David Boreham wrote:
Howard Chu wrote:
What's also interesting is that for Hoard, Umem, and Tcmalloc, the multi-threaded query times are consistently about 2x slower than the single-threaded case. The 2x slowdown makes sense since it's only a dual-core CPU and it's doing 4x as much work. This kinda says that the cost of malloc is overshadowed by the overhead of thread scheduling.
Is it possible that the block stride in the addresses returned by malloc() is affecting cache performance in the glibc case ? If they are too close I think it is possible to thrash cache lines between cores.
I've been tinkering with oprofile and some of the performance counters etc... I see that with the current entry_free() that returns an entry to the head of the free list, the same structs get re-used over and over. This is cache-friendly on a single-core machine but causes cache contention on a multi-core machine (because a just-freed entry tends to get reused in a different thread). Putting freed entries at the tail of the list avoids the contention in this case, but it sort of makes things equally bad for all the cores. (I.e., everyone has to go out to main memory for the structures, nobody gets any benefit from the cache.) For the moment I'm going to leave it with entry_free() returning entries to the head of the list.

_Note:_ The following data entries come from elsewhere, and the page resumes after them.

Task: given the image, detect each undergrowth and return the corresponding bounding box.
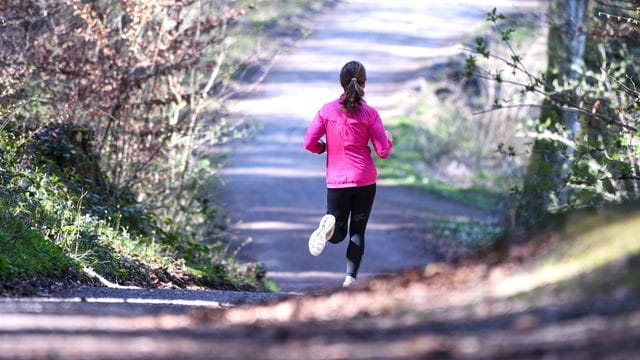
[0,126,263,289]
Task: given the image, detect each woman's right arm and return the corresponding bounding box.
[304,111,326,154]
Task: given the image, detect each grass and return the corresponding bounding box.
[533,213,640,290]
[0,127,264,289]
[498,207,640,297]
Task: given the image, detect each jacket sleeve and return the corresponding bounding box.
[304,110,326,154]
[369,110,393,159]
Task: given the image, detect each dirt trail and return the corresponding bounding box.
[223,0,530,291]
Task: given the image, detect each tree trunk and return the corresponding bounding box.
[516,0,589,229]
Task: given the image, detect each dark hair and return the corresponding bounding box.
[340,60,367,111]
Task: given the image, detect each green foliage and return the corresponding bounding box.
[434,219,506,251]
[376,118,505,210]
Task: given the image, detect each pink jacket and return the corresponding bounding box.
[304,99,393,188]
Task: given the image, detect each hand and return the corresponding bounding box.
[384,130,393,142]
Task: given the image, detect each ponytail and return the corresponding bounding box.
[340,61,367,112]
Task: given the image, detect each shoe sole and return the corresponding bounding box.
[309,214,336,256]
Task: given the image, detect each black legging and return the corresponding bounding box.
[327,184,376,278]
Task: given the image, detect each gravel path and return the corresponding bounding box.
[222,0,523,291]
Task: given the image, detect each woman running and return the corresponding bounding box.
[304,61,393,287]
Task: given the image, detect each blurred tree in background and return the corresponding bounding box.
[467,0,640,229]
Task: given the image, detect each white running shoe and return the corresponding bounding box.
[342,275,356,287]
[309,214,336,256]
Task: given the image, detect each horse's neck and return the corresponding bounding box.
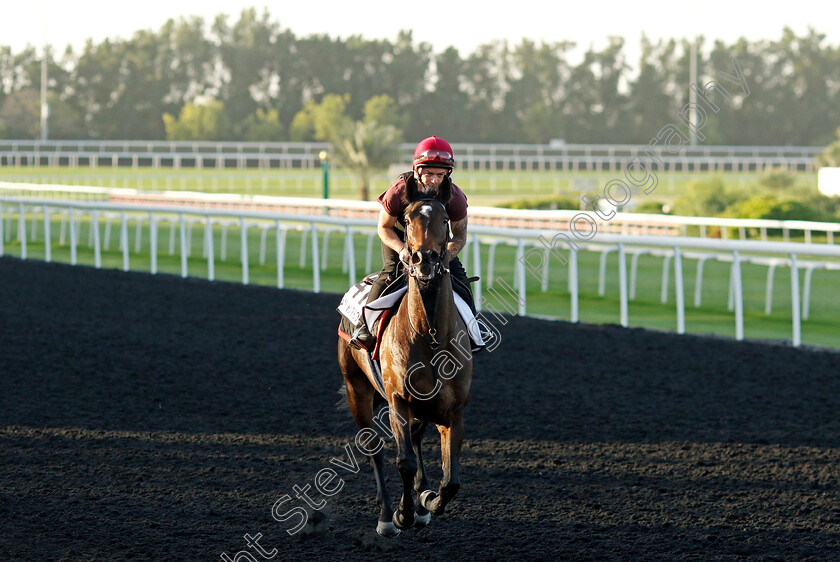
[406,275,455,333]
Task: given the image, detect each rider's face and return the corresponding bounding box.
[420,166,449,189]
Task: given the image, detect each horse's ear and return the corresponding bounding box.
[438,175,452,207]
[403,173,419,206]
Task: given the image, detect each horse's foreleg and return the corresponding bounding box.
[411,420,432,527]
[420,413,464,515]
[391,397,417,529]
[339,340,400,537]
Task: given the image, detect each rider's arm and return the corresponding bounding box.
[446,217,467,259]
[376,209,405,258]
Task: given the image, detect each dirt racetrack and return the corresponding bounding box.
[0,258,840,562]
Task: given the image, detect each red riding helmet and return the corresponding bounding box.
[412,137,455,172]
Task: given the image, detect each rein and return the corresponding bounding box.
[403,198,451,350]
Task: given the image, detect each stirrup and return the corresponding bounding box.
[348,323,376,351]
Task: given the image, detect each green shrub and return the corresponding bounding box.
[721,195,828,221]
[673,177,742,217]
[633,201,671,215]
[497,195,580,210]
[758,168,796,190]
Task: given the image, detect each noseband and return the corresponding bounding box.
[403,199,450,350]
[403,199,450,283]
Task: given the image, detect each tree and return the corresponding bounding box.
[289,94,350,141]
[236,109,284,142]
[330,121,402,201]
[163,98,229,141]
[817,127,840,167]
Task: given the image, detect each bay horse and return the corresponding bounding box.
[338,199,473,536]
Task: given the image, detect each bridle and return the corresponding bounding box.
[402,198,451,350]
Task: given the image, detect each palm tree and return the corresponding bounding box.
[817,127,840,166]
[330,121,402,201]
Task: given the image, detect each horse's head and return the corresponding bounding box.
[405,199,449,285]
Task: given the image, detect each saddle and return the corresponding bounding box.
[336,272,486,360]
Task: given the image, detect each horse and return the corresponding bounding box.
[338,199,473,537]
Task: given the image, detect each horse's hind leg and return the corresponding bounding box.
[411,419,432,527]
[339,340,400,537]
[390,396,417,529]
[420,413,464,515]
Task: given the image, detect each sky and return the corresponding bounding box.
[0,0,840,64]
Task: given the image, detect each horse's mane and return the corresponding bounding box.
[402,172,452,209]
[405,197,449,222]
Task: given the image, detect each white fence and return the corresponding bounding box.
[0,140,823,172]
[0,197,840,346]
[0,181,840,244]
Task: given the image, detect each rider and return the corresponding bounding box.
[351,137,475,348]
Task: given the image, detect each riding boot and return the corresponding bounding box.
[350,320,376,351]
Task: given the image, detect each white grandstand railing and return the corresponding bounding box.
[0,197,840,346]
[0,181,840,244]
[0,140,823,172]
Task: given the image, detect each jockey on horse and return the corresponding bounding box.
[350,137,475,349]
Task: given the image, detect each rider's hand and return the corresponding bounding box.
[400,246,411,263]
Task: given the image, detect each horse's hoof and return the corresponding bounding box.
[376,521,402,538]
[420,490,437,511]
[414,511,432,529]
[392,510,414,531]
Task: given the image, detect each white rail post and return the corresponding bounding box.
[300,224,306,269]
[790,253,802,347]
[43,205,52,263]
[18,203,26,260]
[513,238,527,316]
[764,262,778,316]
[365,232,379,275]
[134,216,143,254]
[540,246,551,293]
[569,248,580,323]
[802,265,816,320]
[630,250,645,301]
[119,209,128,271]
[598,248,613,297]
[239,217,249,285]
[345,225,356,286]
[274,219,286,289]
[618,244,629,328]
[472,232,481,311]
[321,228,330,271]
[304,222,321,293]
[90,209,102,269]
[204,215,216,281]
[149,211,157,275]
[67,207,78,265]
[180,213,187,279]
[659,254,671,304]
[674,246,685,334]
[732,250,744,341]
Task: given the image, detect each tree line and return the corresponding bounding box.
[0,8,840,146]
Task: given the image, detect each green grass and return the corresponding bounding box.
[4,212,840,348]
[0,167,816,206]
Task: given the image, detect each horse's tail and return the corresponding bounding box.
[335,378,388,412]
[335,384,350,412]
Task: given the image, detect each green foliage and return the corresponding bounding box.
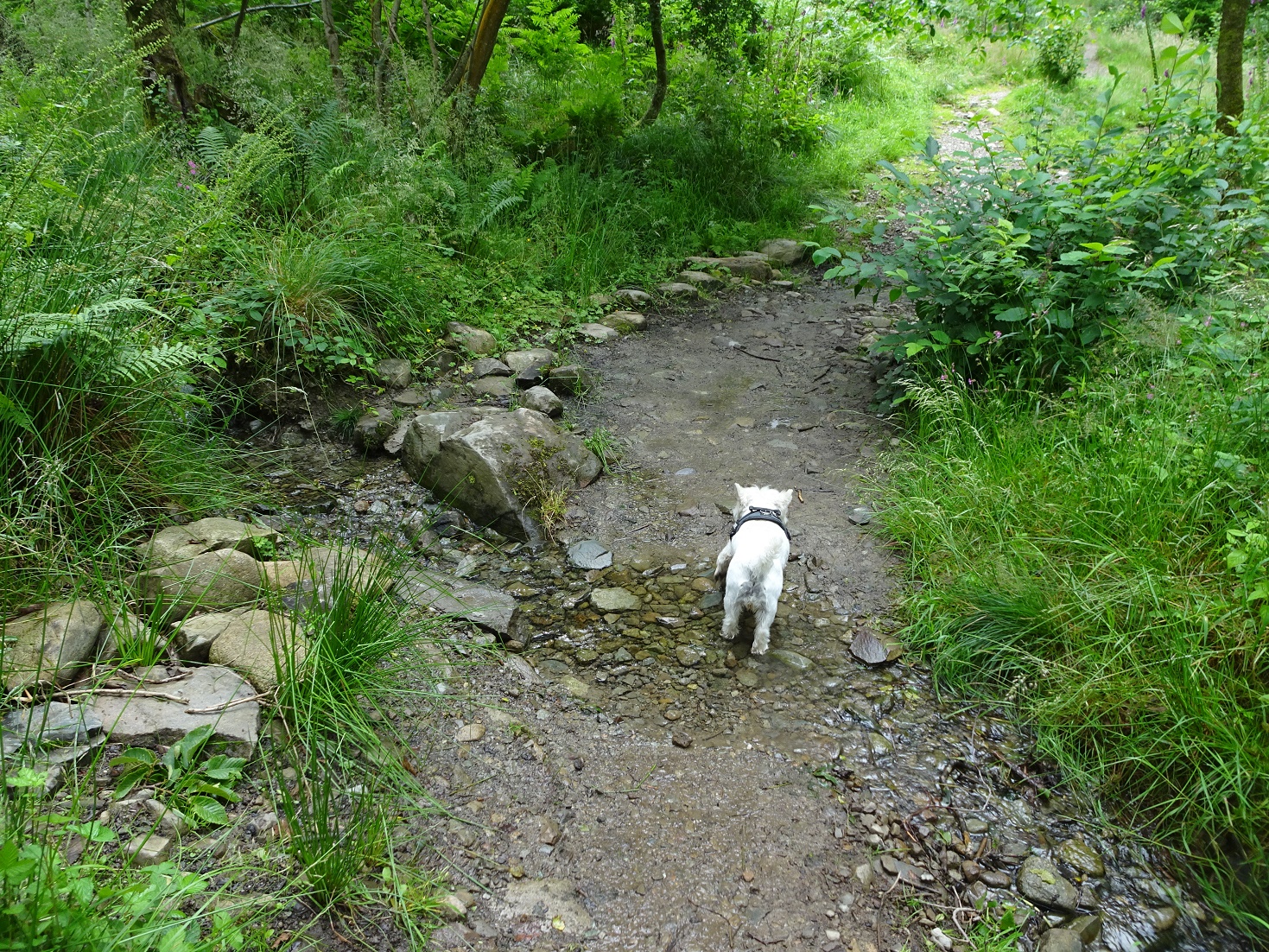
[111,724,246,824]
[879,300,1269,928]
[816,47,1269,381]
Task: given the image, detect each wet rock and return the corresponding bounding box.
[397,568,520,638]
[656,281,701,298]
[546,363,590,396]
[1055,839,1107,879]
[374,357,414,387]
[520,387,563,416]
[679,270,723,290]
[504,879,595,936]
[136,549,264,614]
[674,644,706,668]
[0,701,102,755]
[577,324,620,344]
[472,357,515,377]
[403,408,601,541]
[1036,930,1084,952]
[771,647,812,671]
[206,609,307,690]
[0,606,104,690]
[468,377,515,398]
[568,539,613,570]
[850,628,904,665]
[454,724,485,744]
[446,321,498,354]
[600,311,647,333]
[85,666,260,757]
[123,833,171,866]
[847,505,873,525]
[688,254,776,281]
[1064,914,1101,946]
[976,863,1014,890]
[613,289,652,305]
[590,587,644,612]
[136,517,278,568]
[1018,857,1080,912]
[503,346,558,373]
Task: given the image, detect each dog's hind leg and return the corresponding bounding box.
[722,585,742,641]
[754,601,776,655]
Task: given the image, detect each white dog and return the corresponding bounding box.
[714,482,793,655]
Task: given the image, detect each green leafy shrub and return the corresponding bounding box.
[815,54,1269,379]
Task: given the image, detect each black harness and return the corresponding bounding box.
[728,505,793,542]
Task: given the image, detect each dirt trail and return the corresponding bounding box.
[388,275,1228,952]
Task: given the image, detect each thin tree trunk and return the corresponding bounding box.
[467,0,511,98]
[642,0,670,125]
[1215,0,1248,136]
[313,0,348,109]
[421,0,441,74]
[233,0,251,46]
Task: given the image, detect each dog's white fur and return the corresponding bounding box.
[714,482,793,655]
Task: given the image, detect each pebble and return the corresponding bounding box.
[455,724,485,744]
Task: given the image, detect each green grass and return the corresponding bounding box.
[879,302,1269,930]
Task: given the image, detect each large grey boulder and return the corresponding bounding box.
[688,254,776,281]
[136,549,264,614]
[758,238,806,264]
[446,321,498,354]
[396,570,520,638]
[81,666,260,757]
[403,406,603,541]
[0,600,105,690]
[137,517,278,568]
[503,346,555,373]
[206,611,307,690]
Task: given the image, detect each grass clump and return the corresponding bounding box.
[879,300,1269,928]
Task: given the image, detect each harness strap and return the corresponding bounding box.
[728,505,793,542]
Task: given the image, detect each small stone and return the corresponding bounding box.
[590,587,644,612]
[123,833,171,866]
[455,724,485,744]
[577,324,620,344]
[1018,857,1079,912]
[847,505,873,525]
[1056,839,1107,879]
[657,281,701,297]
[472,357,512,377]
[613,289,652,305]
[447,321,498,354]
[520,387,563,416]
[1036,930,1084,952]
[538,816,563,847]
[568,539,613,571]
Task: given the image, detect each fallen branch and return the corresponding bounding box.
[185,692,269,714]
[194,0,321,29]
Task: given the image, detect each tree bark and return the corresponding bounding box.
[321,0,348,109]
[642,0,670,125]
[1215,0,1248,136]
[467,0,511,98]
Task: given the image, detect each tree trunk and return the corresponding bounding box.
[123,0,197,125]
[642,0,670,125]
[467,0,511,98]
[1215,0,1248,136]
[233,0,250,46]
[421,0,441,75]
[313,0,348,109]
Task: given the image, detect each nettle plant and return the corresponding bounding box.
[812,22,1269,384]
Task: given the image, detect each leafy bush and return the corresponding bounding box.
[815,47,1269,379]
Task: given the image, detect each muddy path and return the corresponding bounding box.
[255,274,1237,952]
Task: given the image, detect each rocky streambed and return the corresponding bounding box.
[233,255,1239,952]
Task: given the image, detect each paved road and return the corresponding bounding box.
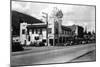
[11,44,95,65]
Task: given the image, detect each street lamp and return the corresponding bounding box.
[42,12,48,45]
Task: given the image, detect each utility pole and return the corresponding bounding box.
[42,12,49,46]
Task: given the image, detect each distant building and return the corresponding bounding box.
[12,10,84,46]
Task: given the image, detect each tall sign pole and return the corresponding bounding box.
[42,12,49,46]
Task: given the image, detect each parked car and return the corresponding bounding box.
[11,42,24,52]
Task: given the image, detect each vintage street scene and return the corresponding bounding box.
[11,1,96,66]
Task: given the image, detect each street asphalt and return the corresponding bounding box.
[11,44,96,65]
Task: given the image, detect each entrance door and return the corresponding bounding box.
[49,39,53,46]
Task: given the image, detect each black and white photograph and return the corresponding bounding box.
[10,1,96,66]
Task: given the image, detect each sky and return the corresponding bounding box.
[11,1,95,31]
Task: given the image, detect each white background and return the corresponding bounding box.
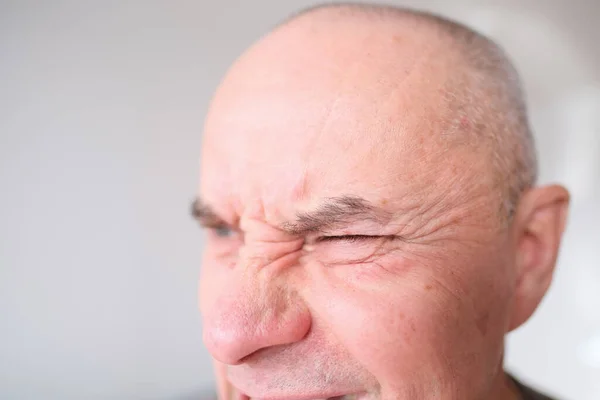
[0,0,600,400]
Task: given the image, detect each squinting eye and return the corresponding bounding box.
[211,225,235,238]
[318,235,380,242]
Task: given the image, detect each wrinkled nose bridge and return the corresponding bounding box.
[204,238,311,364]
[236,239,303,273]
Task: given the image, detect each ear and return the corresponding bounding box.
[510,185,569,330]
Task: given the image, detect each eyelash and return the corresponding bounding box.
[317,235,381,243]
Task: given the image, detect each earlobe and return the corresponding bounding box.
[510,185,569,330]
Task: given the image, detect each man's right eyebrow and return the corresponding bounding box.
[190,197,227,228]
[280,195,391,236]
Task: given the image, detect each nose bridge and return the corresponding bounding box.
[204,246,310,364]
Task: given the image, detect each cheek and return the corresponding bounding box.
[314,253,508,393]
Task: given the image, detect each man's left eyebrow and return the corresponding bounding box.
[190,197,226,227]
[280,195,391,236]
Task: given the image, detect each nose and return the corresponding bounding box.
[203,260,311,365]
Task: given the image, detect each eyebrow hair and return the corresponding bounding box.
[190,197,227,227]
[190,195,391,236]
[280,196,391,236]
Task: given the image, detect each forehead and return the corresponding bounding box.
[201,23,482,222]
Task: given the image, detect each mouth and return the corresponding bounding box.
[230,388,365,400]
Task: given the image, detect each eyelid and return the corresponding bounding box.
[317,235,382,242]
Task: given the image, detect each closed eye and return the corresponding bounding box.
[317,235,382,242]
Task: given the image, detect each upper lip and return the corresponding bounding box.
[236,392,351,400]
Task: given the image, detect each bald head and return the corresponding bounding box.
[199,5,568,400]
[280,3,537,216]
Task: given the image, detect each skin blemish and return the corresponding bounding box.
[460,117,471,129]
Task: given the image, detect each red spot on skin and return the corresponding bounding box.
[410,321,417,332]
[476,312,490,336]
[460,117,471,129]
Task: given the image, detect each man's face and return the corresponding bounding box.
[200,20,514,400]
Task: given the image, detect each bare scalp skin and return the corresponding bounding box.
[194,6,568,400]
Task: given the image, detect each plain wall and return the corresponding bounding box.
[0,0,600,400]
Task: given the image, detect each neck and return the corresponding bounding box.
[486,369,522,400]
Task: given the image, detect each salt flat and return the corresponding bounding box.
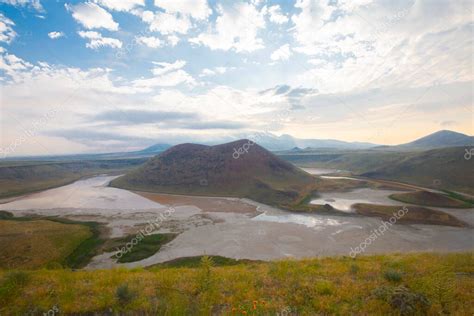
[0,176,474,269]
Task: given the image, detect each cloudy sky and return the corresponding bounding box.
[0,0,474,156]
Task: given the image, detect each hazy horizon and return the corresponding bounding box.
[0,0,474,156]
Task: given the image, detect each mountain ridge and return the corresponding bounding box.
[111,139,314,205]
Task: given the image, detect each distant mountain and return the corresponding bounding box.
[279,146,474,195]
[233,133,377,151]
[111,140,314,205]
[137,144,171,153]
[393,130,474,149]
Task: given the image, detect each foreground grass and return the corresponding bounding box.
[389,191,474,208]
[0,220,92,269]
[0,211,106,269]
[352,203,469,227]
[107,234,177,263]
[0,253,474,315]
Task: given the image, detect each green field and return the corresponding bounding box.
[106,234,176,263]
[0,159,145,198]
[278,147,474,194]
[0,253,474,315]
[0,219,93,269]
[389,191,474,208]
[352,203,468,227]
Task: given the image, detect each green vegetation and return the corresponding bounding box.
[58,218,105,269]
[107,234,177,263]
[0,270,30,306]
[115,284,137,306]
[352,203,468,227]
[444,190,474,207]
[383,269,402,282]
[278,147,474,194]
[0,159,145,198]
[389,191,474,208]
[0,253,474,315]
[0,219,92,269]
[150,256,261,270]
[0,211,104,269]
[110,140,315,207]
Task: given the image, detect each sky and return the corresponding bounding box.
[0,0,474,158]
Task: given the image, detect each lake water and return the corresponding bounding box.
[310,188,404,212]
[0,176,474,269]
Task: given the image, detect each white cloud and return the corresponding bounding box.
[0,12,17,44]
[199,67,229,77]
[132,60,196,91]
[291,0,472,93]
[94,0,145,12]
[78,31,122,49]
[48,31,64,39]
[152,60,186,76]
[270,44,292,61]
[134,10,192,35]
[0,0,44,12]
[189,3,265,52]
[167,35,179,46]
[155,0,212,20]
[268,5,288,24]
[65,2,119,31]
[0,48,33,82]
[136,36,162,48]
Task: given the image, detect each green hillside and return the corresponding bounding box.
[0,159,145,198]
[111,140,314,205]
[279,147,474,194]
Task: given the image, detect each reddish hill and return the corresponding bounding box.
[112,139,314,204]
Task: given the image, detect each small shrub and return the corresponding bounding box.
[350,263,359,274]
[316,281,333,295]
[115,284,137,306]
[383,270,402,282]
[390,286,430,315]
[3,271,30,287]
[45,261,63,270]
[372,285,431,316]
[0,271,30,300]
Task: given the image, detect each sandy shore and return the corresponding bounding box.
[0,177,474,269]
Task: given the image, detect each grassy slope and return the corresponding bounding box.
[0,159,144,198]
[111,141,314,205]
[389,191,474,208]
[352,203,467,227]
[0,253,474,315]
[107,234,176,263]
[0,220,92,269]
[0,211,105,268]
[279,147,474,194]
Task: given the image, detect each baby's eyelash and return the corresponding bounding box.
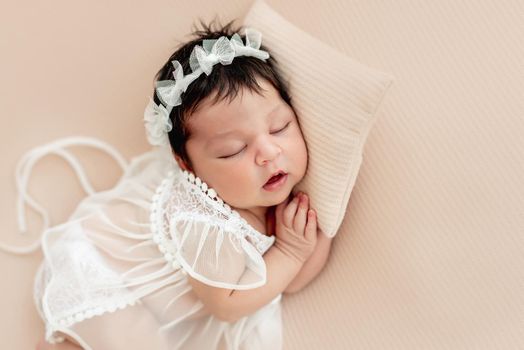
[218,146,247,159]
[218,122,291,159]
[272,122,291,134]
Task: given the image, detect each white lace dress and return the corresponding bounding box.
[15,138,282,350]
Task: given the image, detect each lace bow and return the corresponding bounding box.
[144,28,269,145]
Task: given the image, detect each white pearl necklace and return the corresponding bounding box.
[150,170,275,275]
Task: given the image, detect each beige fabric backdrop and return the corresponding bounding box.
[0,0,524,350]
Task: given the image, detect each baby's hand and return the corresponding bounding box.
[274,193,317,264]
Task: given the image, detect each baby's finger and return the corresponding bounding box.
[304,209,317,242]
[275,198,289,221]
[293,195,309,233]
[283,196,299,228]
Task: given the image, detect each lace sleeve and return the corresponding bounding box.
[171,216,266,289]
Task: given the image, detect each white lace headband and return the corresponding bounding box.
[144,28,269,146]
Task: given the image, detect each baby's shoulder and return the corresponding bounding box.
[235,209,268,236]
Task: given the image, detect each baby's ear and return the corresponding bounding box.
[173,153,191,171]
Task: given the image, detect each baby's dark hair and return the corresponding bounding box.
[153,18,292,169]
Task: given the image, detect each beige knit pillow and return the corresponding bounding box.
[243,0,394,237]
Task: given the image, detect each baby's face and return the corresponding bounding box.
[177,80,308,209]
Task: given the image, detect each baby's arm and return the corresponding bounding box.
[284,230,333,294]
[188,245,303,322]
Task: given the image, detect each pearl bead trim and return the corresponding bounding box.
[150,170,275,268]
[182,170,275,253]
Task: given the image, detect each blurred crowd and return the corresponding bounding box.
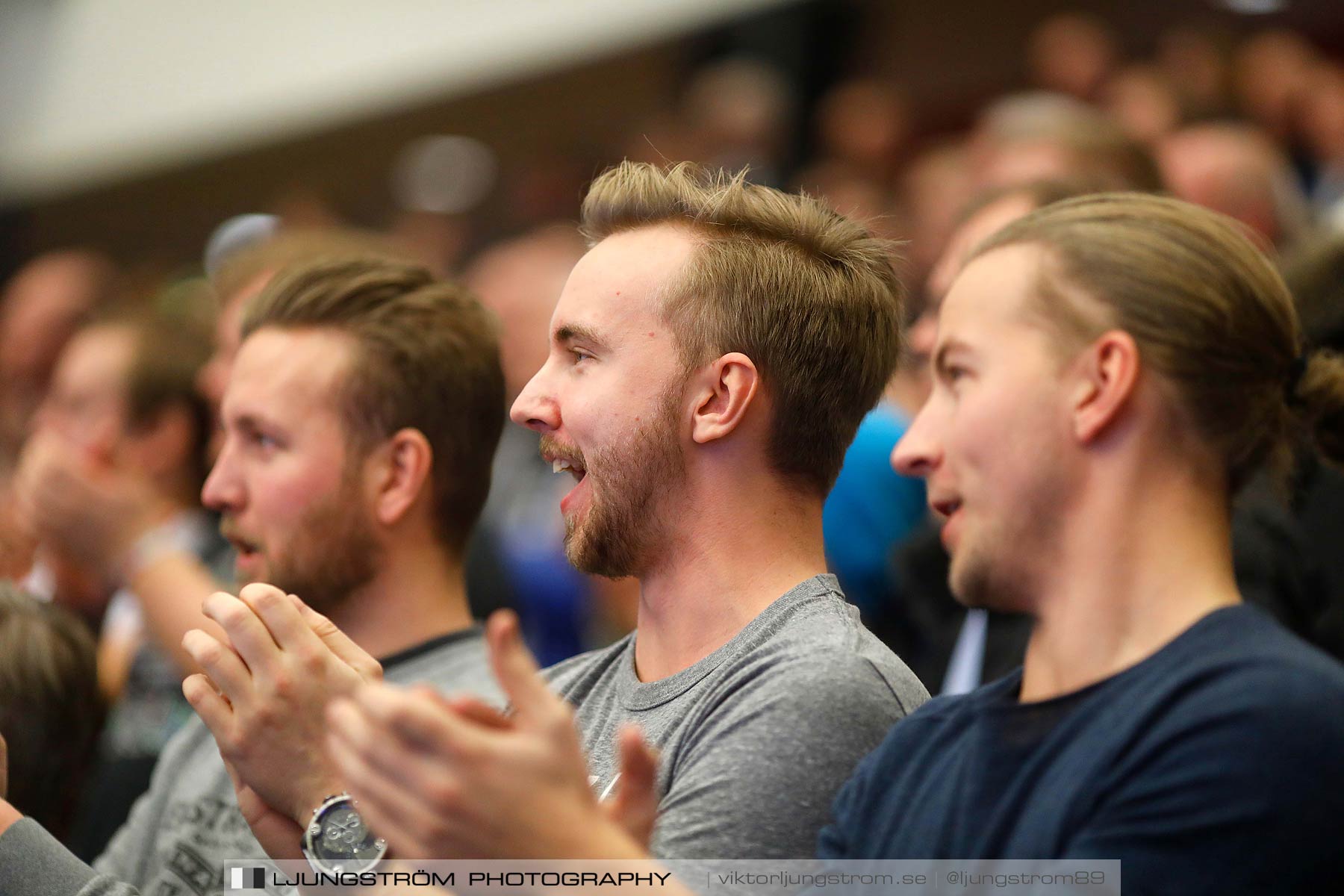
[0,7,1344,857]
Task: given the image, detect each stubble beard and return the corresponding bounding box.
[237,476,382,615]
[564,387,685,579]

Our current Entry structure is 80 bytes on a 64-bit machine. (Only 32 bytes on a 32 bit machine.) That's definitely not doing us any favors; I may try padding it up to 128 bytes to see how that affects things. Unfortunately while it may be more CPU cache-friendly, it will definitely cost us as far as how many entries we can keep cached in RAM. Another possibility would be to interleave the prealloc list. (E.g., 5 stripes of stride 8 would keep everything on 128 byte boundaries.)